Star product
Even a global pandemic can have a silver lining.
In China, news of the latest flu strain H1N1 will not unduly perturb growers of the star aniseed spice. As cultivators of the core ingredient in leading anti-flu drugs like Tamiflu, they will expect a profitable harvest this year.
Star aniseed (or star anise) is an ancient cooking spice, also used extensively in traditional Chinese medicine. It crops up in other national cuisines too; in Indian masala dishes, for instance, as well as in bowls of the Vietnamese noodle soup pho.
The aniseed spice is derived from a dry, star-shaped fruit harvested between March and May from small evergreen trees in the southwest of the country.

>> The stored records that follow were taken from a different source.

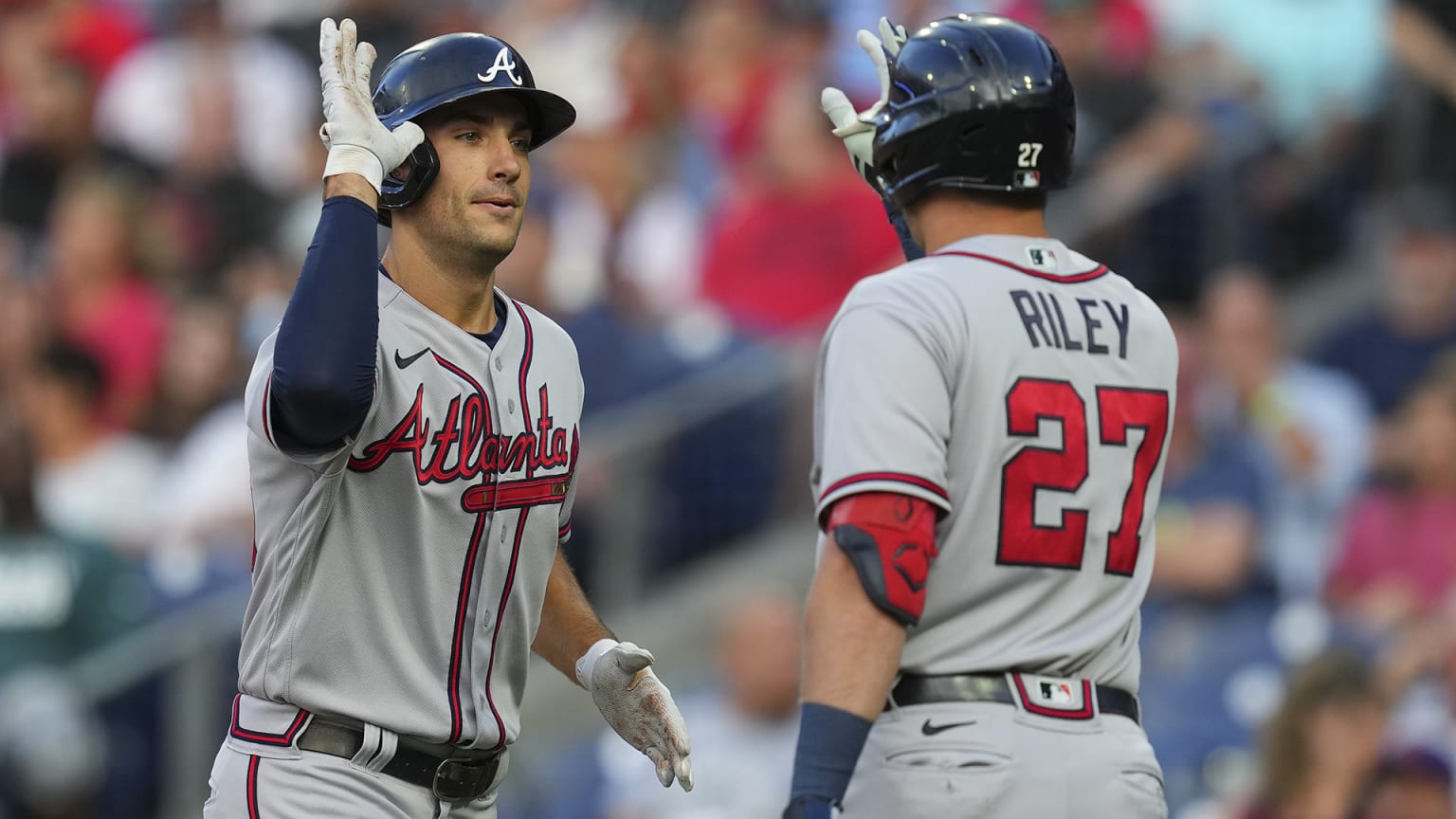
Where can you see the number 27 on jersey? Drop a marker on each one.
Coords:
(1119, 410)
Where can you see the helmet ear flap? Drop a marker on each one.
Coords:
(395, 194)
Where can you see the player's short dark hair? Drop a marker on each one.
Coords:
(75, 368)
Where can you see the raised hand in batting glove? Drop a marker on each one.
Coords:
(357, 141)
(638, 707)
(856, 129)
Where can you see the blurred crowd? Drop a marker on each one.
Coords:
(1238, 159)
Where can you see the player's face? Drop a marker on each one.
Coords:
(477, 203)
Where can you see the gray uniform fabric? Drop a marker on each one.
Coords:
(1027, 392)
(399, 580)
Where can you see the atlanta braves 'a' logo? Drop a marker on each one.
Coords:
(502, 63)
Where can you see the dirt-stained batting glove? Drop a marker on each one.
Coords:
(638, 707)
(357, 141)
(856, 129)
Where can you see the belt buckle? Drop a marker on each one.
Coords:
(459, 778)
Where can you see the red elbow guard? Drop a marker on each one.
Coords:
(890, 539)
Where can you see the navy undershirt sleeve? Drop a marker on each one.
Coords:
(323, 358)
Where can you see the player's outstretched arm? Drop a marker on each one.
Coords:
(856, 129)
(619, 677)
(323, 362)
(850, 658)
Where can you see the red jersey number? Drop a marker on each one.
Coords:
(1026, 542)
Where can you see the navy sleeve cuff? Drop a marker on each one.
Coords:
(830, 740)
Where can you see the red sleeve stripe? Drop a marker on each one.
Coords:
(266, 431)
(264, 737)
(897, 477)
(1072, 279)
(252, 787)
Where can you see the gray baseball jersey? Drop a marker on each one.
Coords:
(399, 580)
(1027, 392)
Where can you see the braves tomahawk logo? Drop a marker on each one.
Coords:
(502, 63)
(464, 446)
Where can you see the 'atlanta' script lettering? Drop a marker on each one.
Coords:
(464, 446)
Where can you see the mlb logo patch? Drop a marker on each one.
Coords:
(1057, 693)
(1054, 697)
(1042, 258)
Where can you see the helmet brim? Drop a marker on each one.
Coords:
(551, 114)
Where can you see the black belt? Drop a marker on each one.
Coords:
(916, 689)
(450, 774)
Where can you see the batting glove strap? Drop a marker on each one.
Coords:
(357, 141)
(641, 710)
(830, 740)
(809, 808)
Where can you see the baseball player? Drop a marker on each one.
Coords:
(991, 425)
(413, 441)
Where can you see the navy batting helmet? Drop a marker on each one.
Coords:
(448, 69)
(977, 102)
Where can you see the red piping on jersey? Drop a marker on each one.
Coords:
(1085, 713)
(458, 640)
(896, 477)
(1075, 279)
(252, 787)
(466, 574)
(526, 366)
(516, 494)
(264, 737)
(266, 431)
(500, 618)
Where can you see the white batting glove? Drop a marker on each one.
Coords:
(357, 141)
(856, 129)
(638, 707)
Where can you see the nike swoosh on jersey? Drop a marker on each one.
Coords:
(402, 362)
(931, 730)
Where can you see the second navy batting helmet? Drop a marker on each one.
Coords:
(448, 69)
(975, 102)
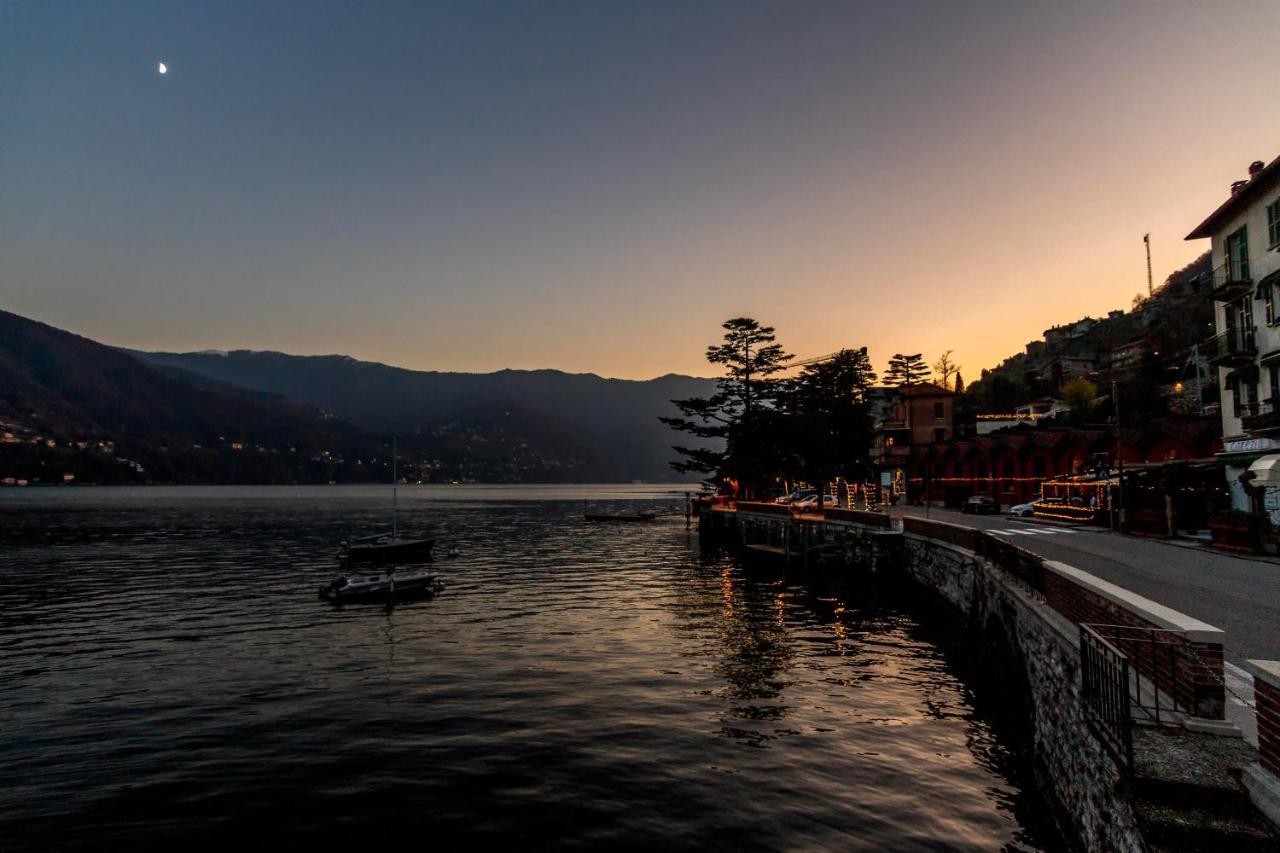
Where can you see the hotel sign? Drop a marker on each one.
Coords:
(1249, 445)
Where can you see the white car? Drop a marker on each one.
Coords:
(1024, 510)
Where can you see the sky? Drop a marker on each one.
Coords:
(597, 186)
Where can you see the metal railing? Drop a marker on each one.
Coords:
(1234, 343)
(1230, 279)
(1260, 415)
(967, 538)
(1105, 685)
(1022, 565)
(1166, 673)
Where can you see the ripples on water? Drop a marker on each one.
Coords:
(167, 670)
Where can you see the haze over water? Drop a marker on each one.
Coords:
(168, 671)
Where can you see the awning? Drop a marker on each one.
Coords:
(1267, 469)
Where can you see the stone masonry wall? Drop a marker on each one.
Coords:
(1269, 725)
(1074, 766)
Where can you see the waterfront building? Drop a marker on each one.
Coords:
(1244, 236)
(912, 418)
(1013, 465)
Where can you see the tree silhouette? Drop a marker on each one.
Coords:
(906, 370)
(946, 368)
(741, 407)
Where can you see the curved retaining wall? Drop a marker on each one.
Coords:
(1072, 763)
(1073, 767)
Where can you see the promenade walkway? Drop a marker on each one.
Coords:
(1238, 594)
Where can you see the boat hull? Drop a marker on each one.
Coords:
(375, 588)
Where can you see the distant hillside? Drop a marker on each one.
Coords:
(607, 428)
(1143, 350)
(69, 405)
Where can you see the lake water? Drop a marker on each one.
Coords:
(167, 671)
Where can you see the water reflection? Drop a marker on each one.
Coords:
(168, 670)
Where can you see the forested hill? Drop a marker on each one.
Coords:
(71, 406)
(603, 429)
(1164, 329)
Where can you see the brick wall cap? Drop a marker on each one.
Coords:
(1267, 671)
(1144, 609)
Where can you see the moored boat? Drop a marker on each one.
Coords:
(385, 587)
(620, 516)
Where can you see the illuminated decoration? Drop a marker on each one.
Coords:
(1033, 415)
(1060, 496)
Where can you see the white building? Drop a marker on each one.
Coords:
(1246, 350)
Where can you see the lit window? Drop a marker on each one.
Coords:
(1238, 255)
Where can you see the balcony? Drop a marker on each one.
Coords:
(1260, 416)
(1234, 347)
(1232, 281)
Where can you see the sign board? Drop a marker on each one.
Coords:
(1248, 445)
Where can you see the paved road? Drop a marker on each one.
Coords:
(1239, 596)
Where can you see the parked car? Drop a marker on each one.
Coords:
(981, 505)
(1024, 510)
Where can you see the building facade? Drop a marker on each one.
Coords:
(910, 418)
(1244, 235)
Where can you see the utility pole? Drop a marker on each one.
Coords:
(1151, 290)
(1115, 405)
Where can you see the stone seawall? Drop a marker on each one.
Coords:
(1074, 770)
(1073, 766)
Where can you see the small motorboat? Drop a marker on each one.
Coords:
(383, 547)
(385, 587)
(620, 516)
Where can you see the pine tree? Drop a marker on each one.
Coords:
(828, 419)
(736, 416)
(906, 370)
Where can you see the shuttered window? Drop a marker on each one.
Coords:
(1238, 255)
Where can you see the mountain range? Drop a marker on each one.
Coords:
(114, 415)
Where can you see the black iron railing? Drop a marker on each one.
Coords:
(1234, 345)
(1106, 687)
(1232, 279)
(1260, 415)
(1024, 566)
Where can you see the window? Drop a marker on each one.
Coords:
(1238, 255)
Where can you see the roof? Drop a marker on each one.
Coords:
(1256, 186)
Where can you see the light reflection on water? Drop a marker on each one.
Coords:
(167, 669)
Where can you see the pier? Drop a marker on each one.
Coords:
(1142, 740)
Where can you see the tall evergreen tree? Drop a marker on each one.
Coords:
(906, 370)
(830, 424)
(740, 411)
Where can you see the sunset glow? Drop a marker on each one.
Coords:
(437, 188)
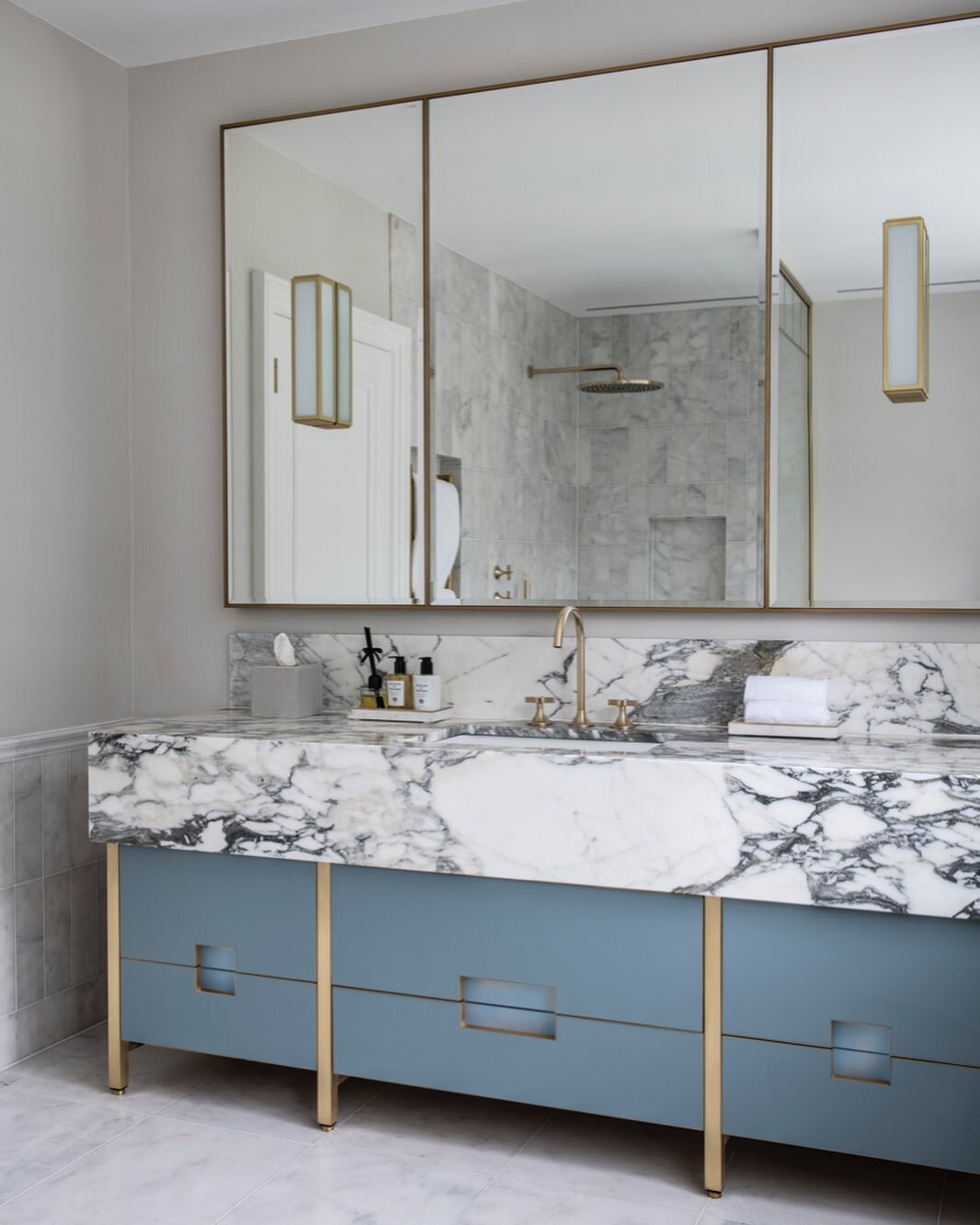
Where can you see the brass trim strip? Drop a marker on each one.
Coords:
(714, 1143)
(326, 1082)
(119, 1050)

It is then synthesised into shikimic acid, the major ingredient in anti-viral drugs like Roche’s Tamiflu. It takes 30 kilograms of anise seed pods to produce 1kg of shikimic acid.
China produces 80% of global supply, with the large majority destined for pharmaceutical usage.
Production is usually sufficient to meet demand, although experts worry that the aniseed harvesting (and the 10 stage process in which the shikimic acid is then isolated from the spice) is an obvious bottleneck to any rapid ramp up in demand – as the recent swine flu outbreak has highlighted.
During previous scares Roche has tapered off distribution to markets where stockpiling of the remedy is thought to be threatening wider supply.
There is no sign of panic buying on a major scale at the moment, although demand is picking up. Reuters reports that American antiviral retail prescriptions soared to 277,196 for the week ending May 1, compared with 14,366 for the week before.
All good news for star anise pickers, of course, and the China Daily notes that the market price is up 30% since the onset of the latest scare. But at Rmb10 per kilo, the cultivators can hardly be accused of price gouging.
Nevertheless, Chen Zhu, China’s health minister, has suggested that locals should think about stocking up. Adding the spice to pork dishes would be “a good treatment for the flu,” he suggested.
If the World Health Organisation has the time to offer culinary advice itself, it might think about putting out a directive recommending widespread consumption of lamb rogan josh and chicken tikka, both dishes with a star anise flavouring.
Curry lovers and owners of Indian restaurants might then glimpse a swine flu silver lining too.